Consider the following functions:
@inline function f1(n)
@boundscheck n == 0 && error("zero")
n
end
@inline function f2(n; m = 0)
@boundscheck n == 0 && error("zero")
n+m
end
g1(n) = @inbounds f1(n)
g2(n) = @inbounds f2(n)
g3(n) = @inbounds f2(n; m = 0)
I thought that g1(0), g2(0) and g3(0) would all return 0. However,
julia> g1(0)
0
julia> g2(0)
ERROR: zero
julia> g3(0)
ERROR: zero
Is this a bug, or am I missing anything here? I couldn’t find anything in the documentation suggesting that @inbounds doesn’t work for functions with keyword arguments.

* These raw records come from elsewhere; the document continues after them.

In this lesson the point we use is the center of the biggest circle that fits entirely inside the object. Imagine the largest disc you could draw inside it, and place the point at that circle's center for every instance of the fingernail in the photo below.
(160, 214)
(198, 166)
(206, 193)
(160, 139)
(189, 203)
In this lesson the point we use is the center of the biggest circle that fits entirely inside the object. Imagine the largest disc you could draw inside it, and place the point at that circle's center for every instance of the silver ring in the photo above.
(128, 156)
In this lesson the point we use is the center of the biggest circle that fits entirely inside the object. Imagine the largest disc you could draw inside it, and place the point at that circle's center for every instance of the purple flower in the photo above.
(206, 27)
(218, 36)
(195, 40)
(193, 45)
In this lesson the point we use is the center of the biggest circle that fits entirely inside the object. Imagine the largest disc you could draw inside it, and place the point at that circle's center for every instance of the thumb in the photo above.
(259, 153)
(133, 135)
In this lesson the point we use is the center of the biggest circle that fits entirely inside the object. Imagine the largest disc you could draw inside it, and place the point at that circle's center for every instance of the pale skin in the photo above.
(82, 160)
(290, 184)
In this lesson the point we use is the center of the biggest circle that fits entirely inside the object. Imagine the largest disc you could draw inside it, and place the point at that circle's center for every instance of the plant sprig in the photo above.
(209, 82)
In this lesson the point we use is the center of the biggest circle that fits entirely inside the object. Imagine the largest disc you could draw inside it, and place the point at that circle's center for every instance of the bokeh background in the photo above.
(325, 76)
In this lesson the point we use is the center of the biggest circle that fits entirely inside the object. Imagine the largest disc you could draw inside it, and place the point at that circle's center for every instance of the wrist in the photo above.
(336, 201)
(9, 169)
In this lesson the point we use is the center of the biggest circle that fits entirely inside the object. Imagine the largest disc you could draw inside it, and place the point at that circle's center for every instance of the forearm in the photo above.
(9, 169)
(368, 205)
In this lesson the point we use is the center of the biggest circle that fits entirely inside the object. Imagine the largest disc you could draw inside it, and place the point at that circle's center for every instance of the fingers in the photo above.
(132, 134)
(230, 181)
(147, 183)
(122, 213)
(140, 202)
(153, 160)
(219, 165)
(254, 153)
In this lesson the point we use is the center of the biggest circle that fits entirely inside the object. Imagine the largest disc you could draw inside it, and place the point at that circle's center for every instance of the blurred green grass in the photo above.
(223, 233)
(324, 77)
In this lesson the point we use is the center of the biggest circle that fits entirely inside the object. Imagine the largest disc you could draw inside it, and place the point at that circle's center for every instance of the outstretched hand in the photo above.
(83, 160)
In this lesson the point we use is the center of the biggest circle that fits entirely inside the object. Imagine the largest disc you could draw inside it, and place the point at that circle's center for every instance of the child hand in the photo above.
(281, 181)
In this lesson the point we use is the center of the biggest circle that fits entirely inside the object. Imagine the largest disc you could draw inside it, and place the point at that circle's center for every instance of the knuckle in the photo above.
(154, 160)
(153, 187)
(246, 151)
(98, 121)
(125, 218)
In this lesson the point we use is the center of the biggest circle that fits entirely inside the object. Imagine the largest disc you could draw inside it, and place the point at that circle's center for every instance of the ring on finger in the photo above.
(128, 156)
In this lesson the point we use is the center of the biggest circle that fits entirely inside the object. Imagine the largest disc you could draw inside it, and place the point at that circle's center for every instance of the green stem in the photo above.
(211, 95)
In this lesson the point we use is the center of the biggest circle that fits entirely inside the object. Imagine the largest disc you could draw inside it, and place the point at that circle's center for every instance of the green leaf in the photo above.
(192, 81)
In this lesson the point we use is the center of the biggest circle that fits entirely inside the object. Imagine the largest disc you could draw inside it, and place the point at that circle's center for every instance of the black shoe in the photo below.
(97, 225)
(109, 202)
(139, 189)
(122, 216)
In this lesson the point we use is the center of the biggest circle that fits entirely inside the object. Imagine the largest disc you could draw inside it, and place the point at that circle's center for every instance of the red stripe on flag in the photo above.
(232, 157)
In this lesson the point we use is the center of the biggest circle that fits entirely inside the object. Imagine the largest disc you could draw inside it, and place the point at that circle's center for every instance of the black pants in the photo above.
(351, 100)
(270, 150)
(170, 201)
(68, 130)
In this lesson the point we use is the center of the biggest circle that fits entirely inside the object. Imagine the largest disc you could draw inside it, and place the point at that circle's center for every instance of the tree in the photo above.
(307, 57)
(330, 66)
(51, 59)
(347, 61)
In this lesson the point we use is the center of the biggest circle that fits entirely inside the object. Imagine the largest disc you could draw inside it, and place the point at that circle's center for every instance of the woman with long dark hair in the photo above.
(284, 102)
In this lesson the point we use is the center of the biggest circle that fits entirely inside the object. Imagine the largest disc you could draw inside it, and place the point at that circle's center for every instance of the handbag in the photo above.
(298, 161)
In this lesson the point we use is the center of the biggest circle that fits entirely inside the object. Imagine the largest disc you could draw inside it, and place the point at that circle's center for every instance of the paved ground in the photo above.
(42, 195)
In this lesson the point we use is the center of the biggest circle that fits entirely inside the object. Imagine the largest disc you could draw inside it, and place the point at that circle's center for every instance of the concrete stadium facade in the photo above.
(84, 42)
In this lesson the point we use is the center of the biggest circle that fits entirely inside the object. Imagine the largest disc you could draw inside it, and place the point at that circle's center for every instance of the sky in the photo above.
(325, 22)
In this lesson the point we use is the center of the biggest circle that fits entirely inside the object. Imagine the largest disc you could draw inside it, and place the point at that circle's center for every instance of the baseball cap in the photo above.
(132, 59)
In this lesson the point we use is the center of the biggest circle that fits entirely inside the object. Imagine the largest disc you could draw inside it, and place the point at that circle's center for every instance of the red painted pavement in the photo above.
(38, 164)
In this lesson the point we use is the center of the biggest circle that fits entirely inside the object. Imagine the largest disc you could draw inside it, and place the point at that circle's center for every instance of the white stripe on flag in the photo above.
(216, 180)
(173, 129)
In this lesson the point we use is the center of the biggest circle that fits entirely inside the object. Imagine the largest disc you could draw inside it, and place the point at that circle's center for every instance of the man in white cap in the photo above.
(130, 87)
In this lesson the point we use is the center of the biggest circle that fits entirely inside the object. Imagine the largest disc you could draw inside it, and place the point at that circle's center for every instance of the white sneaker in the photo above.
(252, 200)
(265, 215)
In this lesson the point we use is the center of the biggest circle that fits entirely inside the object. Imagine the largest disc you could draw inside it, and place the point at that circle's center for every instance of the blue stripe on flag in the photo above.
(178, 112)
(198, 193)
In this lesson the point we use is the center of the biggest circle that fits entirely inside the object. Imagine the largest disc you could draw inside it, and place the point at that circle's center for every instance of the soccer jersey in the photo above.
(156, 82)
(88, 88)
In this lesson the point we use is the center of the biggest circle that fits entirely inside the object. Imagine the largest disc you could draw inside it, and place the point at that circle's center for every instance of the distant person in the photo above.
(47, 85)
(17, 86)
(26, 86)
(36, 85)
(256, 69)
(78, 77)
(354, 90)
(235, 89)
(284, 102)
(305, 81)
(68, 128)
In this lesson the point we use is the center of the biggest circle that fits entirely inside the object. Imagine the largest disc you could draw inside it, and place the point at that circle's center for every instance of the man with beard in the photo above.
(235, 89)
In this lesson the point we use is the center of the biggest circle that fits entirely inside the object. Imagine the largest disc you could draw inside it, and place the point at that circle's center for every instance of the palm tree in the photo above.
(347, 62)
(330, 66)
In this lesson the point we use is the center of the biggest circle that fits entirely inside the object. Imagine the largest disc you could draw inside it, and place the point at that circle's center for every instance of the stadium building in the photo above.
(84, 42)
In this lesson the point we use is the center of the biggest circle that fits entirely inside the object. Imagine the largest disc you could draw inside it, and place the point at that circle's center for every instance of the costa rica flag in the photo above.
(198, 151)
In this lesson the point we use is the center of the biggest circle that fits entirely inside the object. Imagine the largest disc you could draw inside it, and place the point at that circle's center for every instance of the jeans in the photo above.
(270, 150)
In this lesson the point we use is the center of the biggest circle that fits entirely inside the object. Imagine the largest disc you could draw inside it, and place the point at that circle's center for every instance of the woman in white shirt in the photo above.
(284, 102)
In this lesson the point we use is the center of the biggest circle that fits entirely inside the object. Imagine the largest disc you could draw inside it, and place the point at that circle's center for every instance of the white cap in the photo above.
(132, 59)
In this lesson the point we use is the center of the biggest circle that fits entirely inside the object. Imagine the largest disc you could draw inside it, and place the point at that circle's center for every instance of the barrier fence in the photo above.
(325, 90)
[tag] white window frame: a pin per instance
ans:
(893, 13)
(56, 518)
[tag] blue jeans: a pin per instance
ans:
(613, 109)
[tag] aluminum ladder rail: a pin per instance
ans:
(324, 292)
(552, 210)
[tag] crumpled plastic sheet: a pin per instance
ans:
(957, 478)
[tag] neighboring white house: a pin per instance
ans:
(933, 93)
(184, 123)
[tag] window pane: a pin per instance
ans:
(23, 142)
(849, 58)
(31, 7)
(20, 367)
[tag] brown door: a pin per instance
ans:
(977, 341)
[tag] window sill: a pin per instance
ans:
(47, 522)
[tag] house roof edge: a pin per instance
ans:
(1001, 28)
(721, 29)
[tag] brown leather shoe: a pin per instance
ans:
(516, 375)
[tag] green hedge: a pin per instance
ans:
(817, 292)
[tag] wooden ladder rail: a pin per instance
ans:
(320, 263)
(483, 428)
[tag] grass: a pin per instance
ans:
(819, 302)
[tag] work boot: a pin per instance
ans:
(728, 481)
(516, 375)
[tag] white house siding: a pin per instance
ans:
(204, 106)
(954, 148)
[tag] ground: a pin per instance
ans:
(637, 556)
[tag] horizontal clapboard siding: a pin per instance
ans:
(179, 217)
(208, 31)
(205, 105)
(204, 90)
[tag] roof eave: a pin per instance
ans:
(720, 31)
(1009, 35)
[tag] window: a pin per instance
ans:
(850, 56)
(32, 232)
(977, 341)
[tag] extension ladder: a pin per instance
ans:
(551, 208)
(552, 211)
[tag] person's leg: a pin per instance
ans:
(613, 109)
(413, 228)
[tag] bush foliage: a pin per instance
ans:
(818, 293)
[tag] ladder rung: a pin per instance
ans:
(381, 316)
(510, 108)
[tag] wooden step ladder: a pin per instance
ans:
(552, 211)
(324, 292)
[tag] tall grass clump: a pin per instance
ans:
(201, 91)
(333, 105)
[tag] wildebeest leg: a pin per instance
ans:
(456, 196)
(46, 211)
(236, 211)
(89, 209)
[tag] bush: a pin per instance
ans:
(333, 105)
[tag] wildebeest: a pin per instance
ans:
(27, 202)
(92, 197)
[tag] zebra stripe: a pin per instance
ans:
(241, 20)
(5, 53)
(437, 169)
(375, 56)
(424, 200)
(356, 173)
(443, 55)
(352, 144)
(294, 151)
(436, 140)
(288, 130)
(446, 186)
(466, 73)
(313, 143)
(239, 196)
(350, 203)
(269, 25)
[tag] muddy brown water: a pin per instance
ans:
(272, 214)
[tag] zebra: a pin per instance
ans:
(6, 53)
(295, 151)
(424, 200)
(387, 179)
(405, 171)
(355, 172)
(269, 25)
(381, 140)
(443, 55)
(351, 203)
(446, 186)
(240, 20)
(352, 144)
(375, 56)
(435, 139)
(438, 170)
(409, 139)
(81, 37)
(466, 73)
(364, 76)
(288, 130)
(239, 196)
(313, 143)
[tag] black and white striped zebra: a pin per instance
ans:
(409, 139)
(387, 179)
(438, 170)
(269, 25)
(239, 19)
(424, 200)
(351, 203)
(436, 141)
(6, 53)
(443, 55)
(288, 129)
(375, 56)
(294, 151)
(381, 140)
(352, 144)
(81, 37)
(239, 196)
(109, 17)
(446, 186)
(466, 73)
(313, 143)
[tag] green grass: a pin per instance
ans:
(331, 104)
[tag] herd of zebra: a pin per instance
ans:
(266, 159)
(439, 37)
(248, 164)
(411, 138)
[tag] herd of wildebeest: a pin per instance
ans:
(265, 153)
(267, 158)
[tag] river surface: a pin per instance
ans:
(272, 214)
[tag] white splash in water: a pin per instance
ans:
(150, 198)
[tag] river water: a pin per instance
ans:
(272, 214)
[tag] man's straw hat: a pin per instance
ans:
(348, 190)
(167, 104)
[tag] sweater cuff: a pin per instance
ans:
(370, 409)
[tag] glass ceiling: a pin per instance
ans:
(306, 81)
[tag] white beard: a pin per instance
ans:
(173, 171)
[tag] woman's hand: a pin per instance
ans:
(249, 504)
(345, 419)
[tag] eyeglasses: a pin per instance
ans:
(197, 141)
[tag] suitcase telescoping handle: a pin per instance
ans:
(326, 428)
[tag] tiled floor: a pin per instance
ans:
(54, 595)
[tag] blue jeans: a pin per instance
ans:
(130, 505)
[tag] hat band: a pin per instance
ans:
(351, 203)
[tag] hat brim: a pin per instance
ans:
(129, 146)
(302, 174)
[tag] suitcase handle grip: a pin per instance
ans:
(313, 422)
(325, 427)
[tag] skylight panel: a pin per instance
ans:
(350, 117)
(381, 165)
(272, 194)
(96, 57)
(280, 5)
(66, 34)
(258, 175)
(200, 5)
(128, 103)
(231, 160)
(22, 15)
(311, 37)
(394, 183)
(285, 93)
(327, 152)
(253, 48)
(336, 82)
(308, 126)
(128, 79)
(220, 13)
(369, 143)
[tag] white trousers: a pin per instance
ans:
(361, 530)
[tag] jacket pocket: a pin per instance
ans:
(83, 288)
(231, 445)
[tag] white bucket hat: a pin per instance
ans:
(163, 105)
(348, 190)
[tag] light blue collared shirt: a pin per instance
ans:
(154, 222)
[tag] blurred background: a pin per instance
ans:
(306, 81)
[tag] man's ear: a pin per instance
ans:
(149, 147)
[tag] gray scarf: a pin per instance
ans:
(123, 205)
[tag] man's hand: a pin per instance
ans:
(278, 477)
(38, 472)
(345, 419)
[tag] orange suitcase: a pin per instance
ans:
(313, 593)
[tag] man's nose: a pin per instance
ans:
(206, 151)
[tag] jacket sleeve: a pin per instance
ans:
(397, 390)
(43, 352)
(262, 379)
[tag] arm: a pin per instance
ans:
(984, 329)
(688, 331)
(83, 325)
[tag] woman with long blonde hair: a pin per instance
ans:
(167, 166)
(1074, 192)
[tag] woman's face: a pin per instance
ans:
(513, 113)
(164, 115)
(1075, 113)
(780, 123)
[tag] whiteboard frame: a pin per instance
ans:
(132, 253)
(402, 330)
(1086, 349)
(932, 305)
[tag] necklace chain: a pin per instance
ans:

I think @inline is not sufficient to ellide the boundchecks. Try with @propagate_inbounds instead.
Yes, with @propagate_inbounds I get g2(0) == g3(0) == 0. But at the same time, this applies @inbounds to all functions called in f2. This may not be desired. Example: Keep g1, g2 and g3 and define
@inline function f0(n)
@boundscheck n == 0 && error("zero")
n
end
@inline function f1(n)
@boundscheck n == 0 && error("zero")
f0(n)
end
Base.@propagate_inbounds function f2(n; m = 0)
@boundscheck n == 0 && error("zero")
f0(n+m)
end
Now
julia> g1(0)
ERROR: zero
julia> g2(0)
0
I think there should be a way to disable bounds checking in f2 without disabling it in all functions called from f2. In this sense, I’m still asking myself whether the current behavior is intended or a bug.
I think this is effectively Functions with default arguments with `@boundscheck` can be confusing · Issue #30411 · JuliaLang/julia · GitHub — @inbounds only propagates through one function call but kwargs (and default positional args) are implemented with two function calls.
Yes, that explains it. Since the issue you referenced is still open, I wonder what the developers are planning. Wouldn’t the problem disappear if the compiler automatically added @propagate_inbounds to every additional function it needs to handle keyword and default arguments?